Having beaten Pep Guardiola’s City so convincingly, 5-1 over two gripping games, Liverpool will start favorites against Roma.
That is despite the Italians upsetting Barcelona in the previous round with an epic 3-0 win in the second leg after a 4-1 loss at the Nou Camp.
But Robertson will take nothing for granted against a Roma side who last reached the final in 1984 where they were beaten by Liverpool in a penalty shootout at their Stadio Olimpico home.
“Barca are an unbelievable team,” added the Scotland left-back, 24. “But let’s not kid ourselves. For Roma to score three goals against Barcelona, that’s special.
“They’ve been unbelievable this season too in the Champions League and deserve to be in the semifinals. It will definitely not be an easy game.
“But once you get to the semis, the fear of who you are playing has gone because you know how good the teams are.
“It’s like you look forward to the possibility of playing in the final, that’s what drives you forward. We will have fire in our bellies because we are so close to getting there.”
Jurgen Klopp’s men will no doubt be looking to Mohamed Salah to conjure more magic against the club he left in the summer for £36.9 million ($51.5 million).
But Robertson insisted Liverpool are no one-man team and the Egyptian, crowned PFA Player of the Year on Sunday night after scoring 41 goals in an unforgettable campaign, epitomizes a team united and ambitious in their quest for glory.
“He’s just unbelievable,” said Robertson of the frontman.
“In the first half (of the second leg) against Man City we struggled to get him in the game and he wasn’t quite at it. But the second half he was different class and pops up with a goal to help us win it.
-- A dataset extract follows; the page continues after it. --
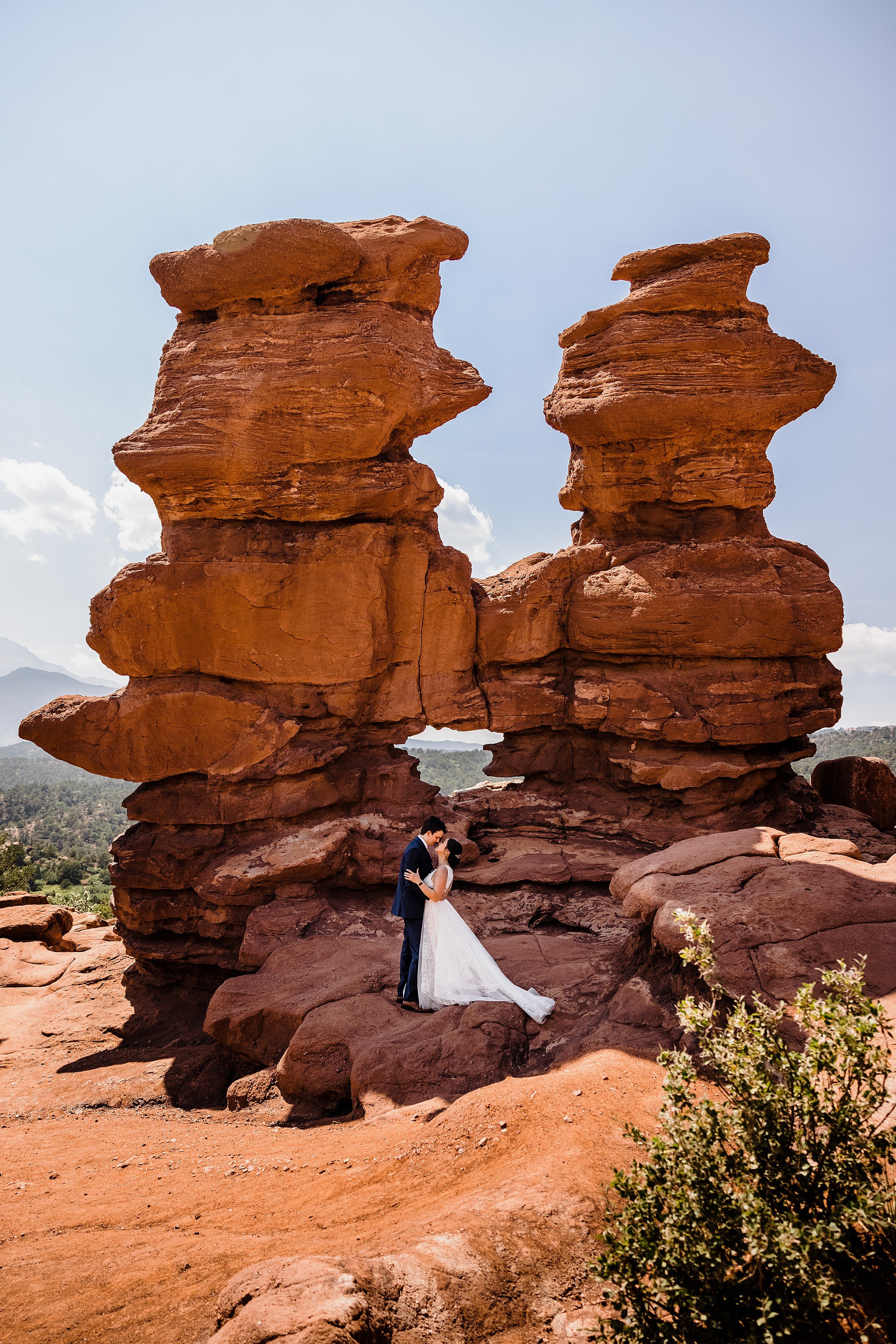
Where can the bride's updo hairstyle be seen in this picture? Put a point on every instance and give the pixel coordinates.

That’s what he does.
“His goals have been incredible and long may that continue. He’s a great guy, so humble, and for someone who has done so much this season he’s so down to Earth.
“That’s credit to our squad because we don’t let anyone get ahead of themselves.
“Mo is no different, he’s a lovely person and stands for what we are as a team.”

 

HEART OF GOLD

Five years ago Andrew Robertson was playing in the fourth tier of Scottish football with Queen’s Park and earning extra money by selling concert tickets in the corporate offices at Hampden Park.
Last summer he suffered relegation from the Premier League with Hull City before Liverpool signed him for £10 million ($13.9 million).
In a career fraught with setbacks and hardships, he has been grateful, supporting foodbanks that help those in need.
“It’s all about giving something back to the less fortunate,” said Robertson.
“I’m in a fortunate position where I do a job I love and get paid well and it’s nice to give something back, especially in my hometown. I’ll always do that.
“It’s been a great journey for me in my career, and I’ve enjoyed every minute. But I don’t forget where I came from. Maybe it is rare, but a lot more people are doing it now and I hope even more will.”